Elle a l’air peinée et je réalise que j’aurais peut-être dû être un peu plus à l’écoute de Sabrina. Je tente de me couper le plus possible des sources de distraction durant les cours, mais je ne peux résister à appeler ma meilleure amie pour savoir comment se passe sa vie. A la différence de moi, Sabrina croque la vie à pleine dent. Pour elle, la vie est une véritable fête quand on ne la connaît pas aussi bien que moi. Je sais qu’en réalité tout ça n’est qu’une façade pour ne pas affronter tous les problèmes que la vie a mis sur son chemin. 
— Désolée Nana… J’étais en pleins partiels, j’avais peur de me foirer, je t’assure que ça m’intéresse ton histoire.
Tout d’un coup aussi surexcitée que si elle venait de mettre ses doigts dans une prise électrique elle se redresse prête à tout me raconter.
— J’ai enfin pris mon envol le mois dernier et je suis à présent en colocation.
J’arrondie les yeux, la fixe… Est-ce qu’elle vient bien de dire ce que je pense avoir entendu ?
— Tu es parti de chez tes parents ? C’est une blague ? Pourquoi tu ne me l’as pas dit ! Je serais rentré plus tôt.
— Non ! Comme tu le dis si bien, tes études sont importants et j’en ai conscience, ça n’avait pas d’importance.
— Qu’est-ce qu’il s’est passé ? Pourquoi tu es parti ? Punaise nana, t’aurais dû me le dire…

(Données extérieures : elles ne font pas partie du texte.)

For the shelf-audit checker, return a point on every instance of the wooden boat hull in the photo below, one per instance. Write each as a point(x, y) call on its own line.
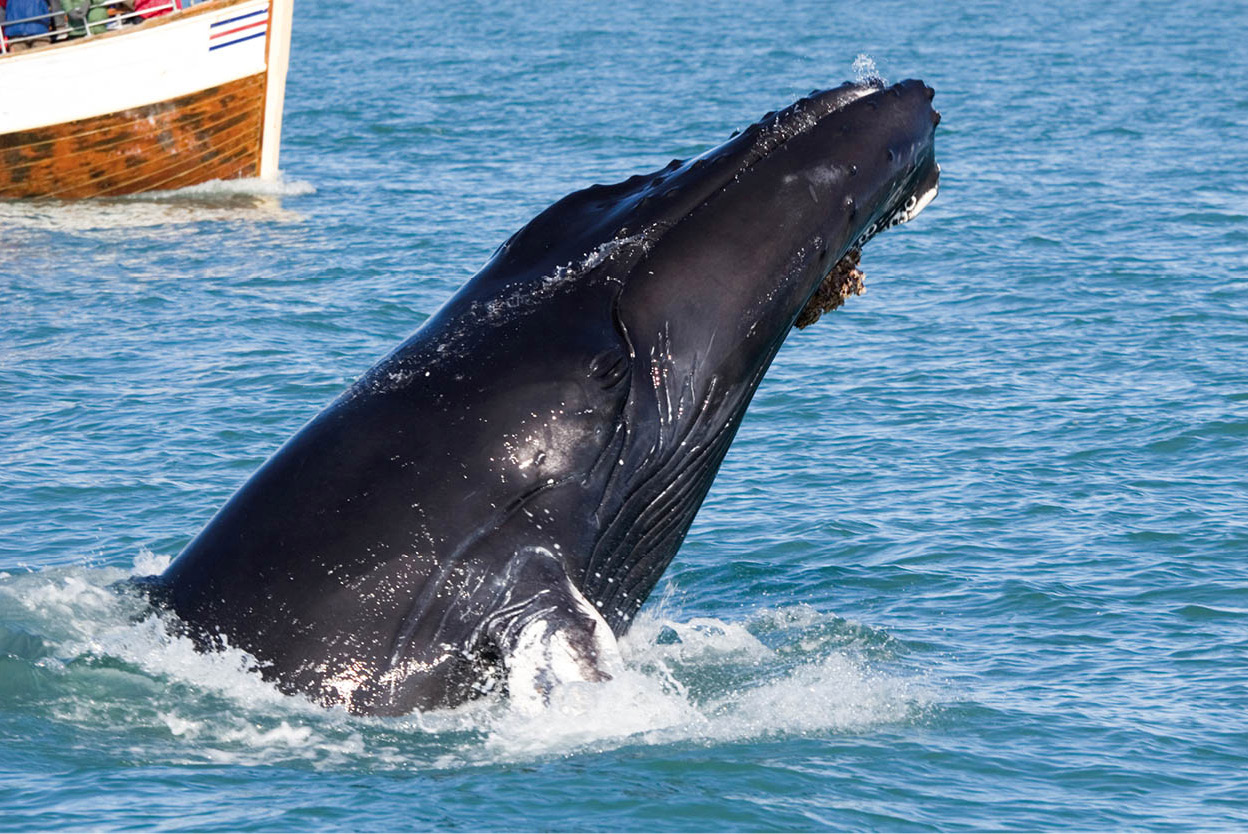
point(207, 135)
point(224, 127)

Je m’en veux tellement… J’aurais aimé être présente pour ma meilleure amie. Je le savais que ça ne se passait plus très bien entre eux ces derniers mois mais je pensais qu’il s’agissait uniquement d’une crise passagère. Faut dire que la pauvre n’est pas tombée sur une famille d’accueil aimante. Du moins, d’après ce qu’elle peut me dire et c’est compliqué car elle déteste en parler, tout s’est dégradé à l’instant où “sa mère” est tombée enceinte. A cet instant, le bébé métisse accueilli n’avait plus de sens et surtout plus aucune importance à leurs yeux… Rien que d’imaginer qu’on puisse renier son propre enfant, qu’il soit de son sang ou non, me dégoûte.
— Bon du coup je te raconte, j’étais au Charly’s justement pour une soirée étudiante. C’était la folie, l’alcool coulait à flot, j’ai rencontré ce mec…
—  Ne me dis pas que tu te tapes un mec de ta coloc ! 
— Mais non ! Je me le tape pas.
— Ah tu me rassure, soufflé-je.
— Mais il m’a sauté rapidos dans les toilettes, juste avant de me présenter à ses potes.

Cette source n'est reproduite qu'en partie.